この書簡の中で、業界代表者たちは「イギリスが最前線に立つためには、リスクとしてではなく、責任を持って受け入れられる金融インフラとしてステーブルコインを位置づける、積極的かつ調整された国家戦略が必要です」と述べています。イギリス財務省の広報担当者は、年内に暗号資産の最終立法を進める計画であることを明らかにしました。これにより、投資家の信頼を高め、成長を促進し、消費者を保護する目標を達成することが目的です。
ステーブルコインとは、政府が裏付ける既存の通貨に価値を固定したタイプの暗号通貨であり、TetherのUSDTやCircleのUSDCなどが広く知られています。CoinGeckoのデータによれば、全てのステーブルコイン市場の価値は2800億ドル以上に上りますが、イギリスポンドにペッグされたステーブルコインの市場資本総額はわずか461,224ポンド(約621,197ドル)です。

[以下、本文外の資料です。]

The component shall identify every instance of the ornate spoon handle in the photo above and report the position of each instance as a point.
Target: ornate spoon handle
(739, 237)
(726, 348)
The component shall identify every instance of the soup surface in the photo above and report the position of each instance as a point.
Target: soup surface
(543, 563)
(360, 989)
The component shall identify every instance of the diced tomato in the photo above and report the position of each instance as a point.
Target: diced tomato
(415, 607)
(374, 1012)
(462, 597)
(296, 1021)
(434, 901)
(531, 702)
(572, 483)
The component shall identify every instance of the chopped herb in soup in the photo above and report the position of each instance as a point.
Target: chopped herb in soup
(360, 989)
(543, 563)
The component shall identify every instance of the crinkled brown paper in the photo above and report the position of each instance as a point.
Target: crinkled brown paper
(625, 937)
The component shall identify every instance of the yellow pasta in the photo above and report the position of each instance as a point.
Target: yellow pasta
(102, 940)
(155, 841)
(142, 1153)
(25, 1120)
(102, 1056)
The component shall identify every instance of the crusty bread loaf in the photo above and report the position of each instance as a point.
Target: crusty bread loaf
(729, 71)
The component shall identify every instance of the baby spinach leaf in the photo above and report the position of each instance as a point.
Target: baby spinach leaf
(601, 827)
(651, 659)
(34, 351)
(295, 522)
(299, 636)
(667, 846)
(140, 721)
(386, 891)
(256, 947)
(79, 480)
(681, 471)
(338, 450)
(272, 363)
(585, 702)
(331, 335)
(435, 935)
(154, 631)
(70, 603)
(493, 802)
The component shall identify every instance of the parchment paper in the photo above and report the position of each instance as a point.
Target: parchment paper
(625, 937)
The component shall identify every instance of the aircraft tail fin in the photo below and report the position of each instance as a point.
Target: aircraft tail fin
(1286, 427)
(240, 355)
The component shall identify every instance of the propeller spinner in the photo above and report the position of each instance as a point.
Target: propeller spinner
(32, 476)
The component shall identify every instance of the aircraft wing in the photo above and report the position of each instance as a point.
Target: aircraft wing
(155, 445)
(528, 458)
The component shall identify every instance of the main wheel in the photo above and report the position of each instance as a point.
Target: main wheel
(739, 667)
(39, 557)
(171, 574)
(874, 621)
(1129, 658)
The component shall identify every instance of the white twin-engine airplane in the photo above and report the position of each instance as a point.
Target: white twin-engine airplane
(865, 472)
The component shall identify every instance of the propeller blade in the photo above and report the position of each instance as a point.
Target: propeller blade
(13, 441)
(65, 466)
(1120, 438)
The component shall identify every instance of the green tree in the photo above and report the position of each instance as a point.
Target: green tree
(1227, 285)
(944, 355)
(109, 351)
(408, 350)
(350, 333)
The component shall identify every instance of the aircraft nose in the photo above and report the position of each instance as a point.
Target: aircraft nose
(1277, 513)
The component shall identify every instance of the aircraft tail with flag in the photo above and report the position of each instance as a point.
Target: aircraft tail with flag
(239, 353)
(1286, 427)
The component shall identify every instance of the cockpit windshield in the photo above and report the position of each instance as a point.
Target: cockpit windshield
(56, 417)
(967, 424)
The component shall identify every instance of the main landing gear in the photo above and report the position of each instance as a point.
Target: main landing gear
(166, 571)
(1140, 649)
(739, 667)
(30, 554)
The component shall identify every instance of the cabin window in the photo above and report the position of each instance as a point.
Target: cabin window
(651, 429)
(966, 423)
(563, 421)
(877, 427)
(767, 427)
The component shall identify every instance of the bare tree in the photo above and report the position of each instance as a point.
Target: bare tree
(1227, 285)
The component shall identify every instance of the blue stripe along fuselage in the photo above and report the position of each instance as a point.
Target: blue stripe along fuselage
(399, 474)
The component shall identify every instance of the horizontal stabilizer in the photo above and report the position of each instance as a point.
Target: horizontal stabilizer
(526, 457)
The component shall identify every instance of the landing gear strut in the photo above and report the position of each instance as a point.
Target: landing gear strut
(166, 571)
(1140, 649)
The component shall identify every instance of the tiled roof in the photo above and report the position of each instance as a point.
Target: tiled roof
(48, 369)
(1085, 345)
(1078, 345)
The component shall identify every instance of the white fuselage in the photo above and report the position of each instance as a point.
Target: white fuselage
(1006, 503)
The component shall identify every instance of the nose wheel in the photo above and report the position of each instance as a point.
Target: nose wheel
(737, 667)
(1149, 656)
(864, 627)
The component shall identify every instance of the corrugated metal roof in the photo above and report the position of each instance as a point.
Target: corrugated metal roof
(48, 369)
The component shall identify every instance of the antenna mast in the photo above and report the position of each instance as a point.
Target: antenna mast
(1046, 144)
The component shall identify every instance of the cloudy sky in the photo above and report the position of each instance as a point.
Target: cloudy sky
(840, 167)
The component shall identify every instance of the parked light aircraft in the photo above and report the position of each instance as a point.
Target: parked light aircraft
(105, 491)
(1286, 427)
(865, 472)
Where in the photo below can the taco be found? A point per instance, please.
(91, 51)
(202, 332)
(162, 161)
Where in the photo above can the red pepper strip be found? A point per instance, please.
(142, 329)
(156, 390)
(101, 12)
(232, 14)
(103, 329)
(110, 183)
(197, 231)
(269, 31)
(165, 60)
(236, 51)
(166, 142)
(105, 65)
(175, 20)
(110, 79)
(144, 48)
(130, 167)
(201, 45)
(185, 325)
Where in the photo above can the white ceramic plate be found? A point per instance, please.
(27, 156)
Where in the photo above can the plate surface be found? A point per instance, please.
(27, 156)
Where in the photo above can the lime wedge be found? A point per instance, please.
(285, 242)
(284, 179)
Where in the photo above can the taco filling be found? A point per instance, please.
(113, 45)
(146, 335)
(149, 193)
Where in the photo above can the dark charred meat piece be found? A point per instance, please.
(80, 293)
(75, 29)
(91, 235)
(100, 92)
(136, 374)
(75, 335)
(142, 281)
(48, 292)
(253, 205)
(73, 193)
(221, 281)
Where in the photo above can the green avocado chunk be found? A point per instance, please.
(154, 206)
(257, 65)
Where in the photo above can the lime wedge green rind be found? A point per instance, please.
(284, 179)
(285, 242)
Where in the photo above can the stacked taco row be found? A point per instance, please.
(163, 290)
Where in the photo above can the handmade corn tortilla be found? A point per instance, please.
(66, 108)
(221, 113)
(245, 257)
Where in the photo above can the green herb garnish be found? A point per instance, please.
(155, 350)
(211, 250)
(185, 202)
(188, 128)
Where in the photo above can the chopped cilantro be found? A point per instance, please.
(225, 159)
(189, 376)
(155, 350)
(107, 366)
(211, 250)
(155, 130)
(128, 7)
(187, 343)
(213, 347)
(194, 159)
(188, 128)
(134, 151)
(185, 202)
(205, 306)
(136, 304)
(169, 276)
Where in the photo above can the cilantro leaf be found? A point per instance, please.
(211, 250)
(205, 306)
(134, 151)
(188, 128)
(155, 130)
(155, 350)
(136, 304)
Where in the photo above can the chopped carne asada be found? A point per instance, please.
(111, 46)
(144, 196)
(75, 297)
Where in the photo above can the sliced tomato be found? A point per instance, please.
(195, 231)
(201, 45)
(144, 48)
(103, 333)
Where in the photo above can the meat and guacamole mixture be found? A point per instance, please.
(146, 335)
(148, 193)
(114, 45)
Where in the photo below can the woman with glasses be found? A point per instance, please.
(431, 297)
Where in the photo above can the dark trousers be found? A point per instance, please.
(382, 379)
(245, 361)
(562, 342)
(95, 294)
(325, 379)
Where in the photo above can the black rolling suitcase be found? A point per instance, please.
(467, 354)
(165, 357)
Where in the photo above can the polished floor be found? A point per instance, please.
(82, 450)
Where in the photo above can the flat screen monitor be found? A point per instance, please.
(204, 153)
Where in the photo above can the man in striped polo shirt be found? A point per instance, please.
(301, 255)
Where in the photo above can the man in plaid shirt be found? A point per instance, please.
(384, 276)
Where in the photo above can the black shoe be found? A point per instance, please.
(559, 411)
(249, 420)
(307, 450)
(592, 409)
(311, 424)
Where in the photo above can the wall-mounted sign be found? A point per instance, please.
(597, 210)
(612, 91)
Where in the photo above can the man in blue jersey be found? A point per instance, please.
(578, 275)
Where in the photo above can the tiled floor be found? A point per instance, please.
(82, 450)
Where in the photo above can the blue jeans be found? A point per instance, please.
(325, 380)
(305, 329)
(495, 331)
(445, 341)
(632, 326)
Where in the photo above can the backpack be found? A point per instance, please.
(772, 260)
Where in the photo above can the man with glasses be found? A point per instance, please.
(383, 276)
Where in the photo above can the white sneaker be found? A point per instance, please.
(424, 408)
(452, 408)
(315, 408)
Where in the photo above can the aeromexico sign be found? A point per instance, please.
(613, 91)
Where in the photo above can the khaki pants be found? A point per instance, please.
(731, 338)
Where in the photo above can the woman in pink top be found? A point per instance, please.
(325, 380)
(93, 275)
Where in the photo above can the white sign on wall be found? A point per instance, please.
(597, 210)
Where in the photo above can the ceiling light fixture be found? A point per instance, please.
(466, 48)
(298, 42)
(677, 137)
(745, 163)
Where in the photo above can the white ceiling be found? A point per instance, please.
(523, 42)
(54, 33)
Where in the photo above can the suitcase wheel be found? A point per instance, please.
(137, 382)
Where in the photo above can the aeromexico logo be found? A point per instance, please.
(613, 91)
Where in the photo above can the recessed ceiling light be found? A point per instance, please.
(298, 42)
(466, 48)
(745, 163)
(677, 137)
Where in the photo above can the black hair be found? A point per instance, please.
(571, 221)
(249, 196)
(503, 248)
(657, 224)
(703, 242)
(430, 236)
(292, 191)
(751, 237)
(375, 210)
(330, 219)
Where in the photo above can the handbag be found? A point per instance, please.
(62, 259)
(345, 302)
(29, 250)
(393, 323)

また、業界関係者はイギリスのステーブルコインに関する規制の立場について懸念を示しており、それが未成熟な業界を不利にし、イギリスの金融サービス市場にも影響を与えると警鐘を鳴らしています。特に、ステーブルコインに対する法的定義が「フィアット通貨に関連付けられた暗号資産」とされている点が問題視されています。この定義は、機能よりも形式に焦点を当てており、暗号通貨としての本質を見失っていると彼らは主張しています。
国家レベルのステーブルコイン戦略は、イギリスにとってグローバルな金融センターとしての役割を強化し、新たな手数料や外国為替収入の流れを生むとともに、新しいデジタルチャネルを通じた国債に対する需要を支えるとされています。この書簡には、Coinbase、Kraken、Copper、Fireblocks、BitGo、VanEckなどの企業の幹部が署名しています。
ただし、ステーブルコインには懸念事項もあります。2022年には、ステーブルコインのテラとその姉妹トークンであるルナが暗号通貨の基盤技術の失敗により0ドルに崩壊したことがあり、その影響でUSDTの価格も一時的に1ドルのペッグを下回ったことがありました。現在、USDTは1ドルの価値を維持しています。
HSBCのデジタル資産調査責任者ダラフ・マハーが発表した研究ノートによれば、ステーブルコインは伝統的な金融とデジタル資産のギャップを埋める助けとなる可能性があるとのことです。彼は「ステーブルコインは基本的にデジタル資産の現金等価物であり、ほぼすべての暗号資産の基準となる通貨です」と述べています。ただし、規制の問題がステーブルコインの採用における最大の障害であると付け加え、業界に適切な規制環境を整えることが鍵であると強調しています。